My fondest memories of San Francisco are the ones I experience on my bicycle as I’m shuttling myself through the sometimes busy, always dirty streets of the city.

As a cyclist, I’m in a constant battle with drivers. I dangerously skid into the car lane when careless Uber drivers pull in front of me on Valencia to drop off passengers. I squeeze my brakes as hard as I can when yet another car cuts me off to quickly turn right at an intersection. And when I pedal down a crowded street…I can only hope that the drivers are thoughtful enough to look twice before swerving into the sad, unprotected bicycle lane.

The worst streets to bike on are the poorly kept ones. There are two types of poorly kept roads: the ones that are perpetually under construction, and the ones that are littered with broken glass and trash. Both are tricky, but in different ways: the former requires you to tenaciously pedal next to deafeningly loud construction vehicles as they pump smoky exhaust in your face, and the latter requires you to magically learn to have one eye looking ahead and the other eye scanning the ground so that you can avoid riding over the remains of shattered car windows and not get killed in the process.
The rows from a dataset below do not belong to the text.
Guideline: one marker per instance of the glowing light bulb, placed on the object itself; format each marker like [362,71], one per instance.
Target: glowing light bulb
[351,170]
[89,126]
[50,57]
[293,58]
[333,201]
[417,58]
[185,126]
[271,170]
But this isn’t a rant against San Francisco, or biking — in fact, quite the opposite. When I’m on a bicycle, I accelerate through the small San Francisco neighborhoods as if I’m watching a lecture video on 2x speed. One second I’m huffing and puffing up the hills of Noe Valley and the next I’m surfing through the Mission with dozens of other bikers, skateboarders, scooters, and whatever new “last mile” mobility device that is now cramming itself into the bike lanes.

The best part about biking in San Francisco? The Golden Gate Bridge and its beautiful unpredictability. One day I cross the bridge enshrouded in fog and covered in goosebumps from the slap of the wind against my skin, and the next I coast across it in a slick layer of sweat from the sun powerfully beaming down. On the sunniest days, biking across the bridge feels like flying above the most beautiful planet on the most beautiful part of the Earth; on the cloudiest days I have nothing but the loud blare of the ferry fog horn to serve as my north star.